Arabia Infelix (lo dice l’Onu)

Di Rodolfo Casadei
11 Luglio 2002
Stavolta non è Berlusconi a dire che il mondo arabo è arretrato, ma titolatissimi scienziati sociali arabi che lavorano per l’Onu. Relativisti spiazzati

Pensate cosa sarebbe successo se le considerazioni seguenti le avesse espresse il Presidente del Consiglio italiano: i Paesi arabi? Sono “più ricchi che sviluppati”. La loro produttività è in declino. La ricerca e l’innovazione tecnologica sono deboli o inesistenti. Scienza e tecnologia sono dormienti. Gli intellettuali fuggono un ambiente sociale e politico che, quando non è repressivo, appare istupidito. Alle donne arabe è impedito quasi ovunque di progredire: metà di esse non sanno né leggere, né scrivere: «il mondo arabo purtroppo sta privando se stesso della creatività e della produttività di metà dei suoi cittadini». In definitiva, le società arabe sono paralizzate dalla mancanza di libertà politica, dalla repressione delle donne e da un isolamento dal mondo delle idee che soffoca la creatività. Ma se queste cose non le ha dette Berlusconi, chi è allora che gli sta dando ragione sulle sue vecchie dichiarazioni da Berlino? Pim Fortuyn in uno scritto postumo? Qualche femminista araba riparata in Occidente?
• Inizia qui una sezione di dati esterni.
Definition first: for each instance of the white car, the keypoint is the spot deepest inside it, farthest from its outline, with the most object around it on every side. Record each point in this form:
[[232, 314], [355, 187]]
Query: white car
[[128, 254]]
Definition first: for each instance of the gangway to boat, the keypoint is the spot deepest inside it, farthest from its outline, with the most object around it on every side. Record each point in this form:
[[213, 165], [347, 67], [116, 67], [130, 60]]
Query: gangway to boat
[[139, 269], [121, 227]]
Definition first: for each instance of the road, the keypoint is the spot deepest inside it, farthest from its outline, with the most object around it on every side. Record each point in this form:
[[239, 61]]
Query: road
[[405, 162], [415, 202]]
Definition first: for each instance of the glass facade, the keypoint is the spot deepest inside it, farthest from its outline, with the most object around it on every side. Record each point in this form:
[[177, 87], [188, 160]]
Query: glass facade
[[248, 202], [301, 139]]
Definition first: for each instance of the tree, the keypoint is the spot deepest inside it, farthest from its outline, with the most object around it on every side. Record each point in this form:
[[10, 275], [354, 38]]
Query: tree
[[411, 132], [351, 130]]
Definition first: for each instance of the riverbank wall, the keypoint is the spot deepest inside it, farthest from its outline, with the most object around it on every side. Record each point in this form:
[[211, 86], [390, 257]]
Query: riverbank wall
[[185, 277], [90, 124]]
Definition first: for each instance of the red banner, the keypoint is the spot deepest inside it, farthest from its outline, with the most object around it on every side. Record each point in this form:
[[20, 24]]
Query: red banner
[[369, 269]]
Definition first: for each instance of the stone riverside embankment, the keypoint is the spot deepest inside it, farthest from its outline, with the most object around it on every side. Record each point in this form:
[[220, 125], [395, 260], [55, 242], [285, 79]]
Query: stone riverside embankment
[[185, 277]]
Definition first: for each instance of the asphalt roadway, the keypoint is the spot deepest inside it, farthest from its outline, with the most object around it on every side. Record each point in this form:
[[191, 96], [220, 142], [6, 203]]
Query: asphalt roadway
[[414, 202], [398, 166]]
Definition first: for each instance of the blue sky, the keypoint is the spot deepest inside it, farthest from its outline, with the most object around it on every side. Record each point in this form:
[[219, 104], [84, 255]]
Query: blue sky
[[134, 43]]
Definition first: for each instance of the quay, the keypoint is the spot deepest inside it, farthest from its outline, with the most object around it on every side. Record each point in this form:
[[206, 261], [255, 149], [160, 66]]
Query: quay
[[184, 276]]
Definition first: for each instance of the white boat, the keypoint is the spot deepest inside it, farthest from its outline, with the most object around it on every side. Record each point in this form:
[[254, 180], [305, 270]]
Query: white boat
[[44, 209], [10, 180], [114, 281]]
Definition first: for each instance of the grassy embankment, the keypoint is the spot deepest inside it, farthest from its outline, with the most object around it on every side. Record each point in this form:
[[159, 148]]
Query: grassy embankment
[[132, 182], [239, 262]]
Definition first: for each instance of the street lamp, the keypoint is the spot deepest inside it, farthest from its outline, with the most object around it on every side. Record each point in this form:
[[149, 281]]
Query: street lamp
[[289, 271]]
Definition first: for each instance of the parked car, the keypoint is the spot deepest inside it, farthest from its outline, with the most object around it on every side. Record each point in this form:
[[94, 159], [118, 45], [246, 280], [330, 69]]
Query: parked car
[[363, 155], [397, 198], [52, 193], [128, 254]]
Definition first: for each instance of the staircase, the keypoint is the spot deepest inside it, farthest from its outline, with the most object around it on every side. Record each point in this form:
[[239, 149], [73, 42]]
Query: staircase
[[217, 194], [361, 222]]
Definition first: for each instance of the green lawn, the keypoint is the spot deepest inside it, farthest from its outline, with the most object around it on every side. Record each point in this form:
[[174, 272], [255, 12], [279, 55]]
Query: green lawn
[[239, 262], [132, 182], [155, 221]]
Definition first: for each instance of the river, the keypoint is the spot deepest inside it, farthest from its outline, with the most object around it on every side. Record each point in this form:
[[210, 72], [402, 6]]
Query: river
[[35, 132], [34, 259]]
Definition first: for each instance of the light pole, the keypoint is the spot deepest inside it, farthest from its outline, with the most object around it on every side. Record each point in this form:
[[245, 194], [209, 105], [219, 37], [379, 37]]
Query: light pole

Nemmeno per sogno: la requisitoria sullo stato attuale della civiltà araba porta i timbri e i sigilli nientemeno che dell’Onu, attraverso il suo organismo specializzato per le questioni dello sviluppo che è il Pnud (Programma delle Nazioni Unite per lo sviluppo), e gli autori materiali della stessa sono sociologi, economisti ed intellettuali di purissima stirpe araba, diretti da Rima Khalaf-Hunaidi, responsabile della sezione araba del Pnud. Il testo che la raccoglie si chiama Arab Human Development 2002 e «non ci procurerà molti amici nella regione», ha dichiarato Khalaf-Hunaidi. Il rapporto non critica direttamente l’islamismo militante, ma fa capire che buona parte dei problemi di arretratezza del mondo arabo dipendono da esso.